O homem, por sua vez, vive tão somente em busca da felicidade plena, utópica, que nos é oferecida através dos mais diversificados comercias que vemos todos os dias na televisão, por exemplo – felicidade como satisfação (princípio do prazer). Deste modo a felicidade torna-se inalcançável, pois é praticamente impossível obter a satisfação plena em todos os campos da nossa vida. Mesmo que alcancemos algo que desejamos e que supostamente nos proporcionaria a felicidade, logo surgirá algum outro desejo superior ao anterior, e assim sucessivamente numa busca infindável.

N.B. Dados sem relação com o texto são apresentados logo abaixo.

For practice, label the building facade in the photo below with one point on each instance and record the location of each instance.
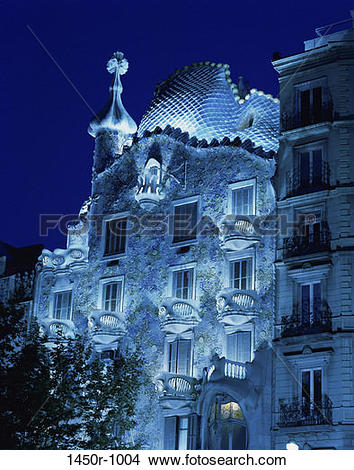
(218, 239)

Esta busca pela felicidade acaba sendo frustrante, e o homem se sente inseguro diante da vida, diante a uma promessa de felicidade vã, já que a própria sociedade é uma grande produtora de infelicidade e mal-estar. Não seria então, mais razoável que aprendamos a lidar melhor com a infelicidade e a frustração? Na minha opinião sim, pois basta estarmos vivos para uma hora ou outra nos depararmos com elas. A felicidade é uma questão de escolha individual: ou nos deixamos abater pelas frustrações cotidianas, ou aprendemos a viver com elas.